There seems to be an agenda there from Lam with regards to giving him any more than 12-15 minutes which doesn’t offer anything to the player or team. Personally I think Bullock has much to offer, but if Adrian doesn’t why does he repeatedly waste a place in the 17?

Ste Ford: French to full-back, Hardaker to centre and Farrell to second row which would mean Smithies to the bench.

No changes to the 17.

If Leuluai is fit I’d be tempted to give Powell a rest to the bench and leave out Shorrocks

Wigan’s academy side are back in action on Friday - in the Super League era, which youngster most impressed you when he stepped into the first-team?

Sean Lawless: When you think of the academy and immediate impressions, you cant look much further than Sam Tomkins

His impact was incredible, he didn’t just become a part of the team, he became an instrumental part of the team.
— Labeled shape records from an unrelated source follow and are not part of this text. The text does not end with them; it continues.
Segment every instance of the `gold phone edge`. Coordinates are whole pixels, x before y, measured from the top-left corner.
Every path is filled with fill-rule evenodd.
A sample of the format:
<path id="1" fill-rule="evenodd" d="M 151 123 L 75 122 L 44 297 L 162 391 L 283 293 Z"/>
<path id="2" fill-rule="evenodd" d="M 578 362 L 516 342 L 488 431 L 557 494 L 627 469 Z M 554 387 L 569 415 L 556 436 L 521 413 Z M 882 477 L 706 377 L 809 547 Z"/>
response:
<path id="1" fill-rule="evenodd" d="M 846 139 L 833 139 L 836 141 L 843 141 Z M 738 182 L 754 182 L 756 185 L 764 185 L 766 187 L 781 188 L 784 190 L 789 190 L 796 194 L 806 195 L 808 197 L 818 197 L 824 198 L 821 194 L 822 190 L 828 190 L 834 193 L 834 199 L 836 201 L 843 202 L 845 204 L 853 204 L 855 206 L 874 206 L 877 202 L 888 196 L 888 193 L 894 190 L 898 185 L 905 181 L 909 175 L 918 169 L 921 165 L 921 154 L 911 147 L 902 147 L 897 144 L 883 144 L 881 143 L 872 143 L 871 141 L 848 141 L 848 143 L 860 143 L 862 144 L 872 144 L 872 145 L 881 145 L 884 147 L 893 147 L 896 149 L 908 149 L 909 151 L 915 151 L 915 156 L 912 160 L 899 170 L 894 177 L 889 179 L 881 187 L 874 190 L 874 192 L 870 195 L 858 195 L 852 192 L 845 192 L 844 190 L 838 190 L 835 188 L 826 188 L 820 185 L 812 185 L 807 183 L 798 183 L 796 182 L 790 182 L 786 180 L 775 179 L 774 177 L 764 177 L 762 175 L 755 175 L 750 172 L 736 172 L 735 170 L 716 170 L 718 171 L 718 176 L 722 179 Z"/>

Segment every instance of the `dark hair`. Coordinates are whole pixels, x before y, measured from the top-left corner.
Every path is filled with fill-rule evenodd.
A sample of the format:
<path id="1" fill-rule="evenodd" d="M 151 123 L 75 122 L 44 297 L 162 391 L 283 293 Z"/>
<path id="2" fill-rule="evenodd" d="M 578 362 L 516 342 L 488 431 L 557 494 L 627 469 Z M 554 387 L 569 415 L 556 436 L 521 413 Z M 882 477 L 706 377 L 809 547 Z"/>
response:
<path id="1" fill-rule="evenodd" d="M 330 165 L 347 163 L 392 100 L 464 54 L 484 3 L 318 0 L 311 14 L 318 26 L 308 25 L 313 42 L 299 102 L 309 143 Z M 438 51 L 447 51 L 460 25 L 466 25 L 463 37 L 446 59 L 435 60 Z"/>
The other players that stand out for me include Shaun Ainscough, although it didn’t work out for him in the long run at Wigan and Super League level, his dynamism on the wing was just what Wigan needed at a time when they were starting to gain some form under Brian Noble. Notable mentions to Kevin Brown and Gareth Hock – at a time when Wigan were short of players, they stepped up and impressed straight away in the first team.

Jon Lyon: There have been so many great players come through in the Super League era like O’Loughlin, Hock, Williams and Manfredi, amongst many others, but for an instant impact its impossible to look past Sam Tomkins. Scoring five tries on your debut in a cup game is an incredible record and following on from Tim Smith’s injury Sam got a long term shot the following year and ended up in the Super League Dream Team, also winning Super League’s Young Player of the Year as well as Wigan’s own Player of the Year. That is some impression to make in the space of 12 months.

Sam will always be one of the most exciting players I have ever seen.

He could score from anywhere on the pitch, had exceptional pace and a wonderful ability to change direction at full speed.

The fact he wound up the opposition players and fans in equal measure just makes me love him more.

Darren Wrudd: I have been thinking back a little on this one and several names really spring to mind when I think of our academy graduates. Most up to date of course is George Williams, currently killing it in the NRL but maybe on track for a return to the UK next year.

But a name that stands out for me was Chris Melling.

A most promising full-back who could kick a goal from all over, he suffered two ACL rebuild operations one after the other and showed tremendous character as a young man to fight back through both to full fitness. He was a gifted player with an amazing commitment to tackling which the best full backs have in abundance and after a career as a player for Wigan, London and GB, went on to physiotherapy and currently plies his trade with Halifax. A very decent young man, good too see he is still involved in the game.

Alex Graham: I’ve never seen a player impact not just Wigan but the competition as Sam Tomkins did when he first came on the scene.

I followed his performances in the academy and wasn’t surprised by his five try debut against Whitehaven in 2008.

Despite everything Tomkins has accomplished in Super League I still think his first stint at Wigan was underestimated and had he not joined NZ Warriors, the trajectory he was on would have landed him in Wigan’s Hall of


Ste Ford: I thought Kai Pearce-Paul looked good against Saints last season and he could add to our limited attack options as he appears to have good ball handling skills which are non existent in the usual suspects playing in the pack.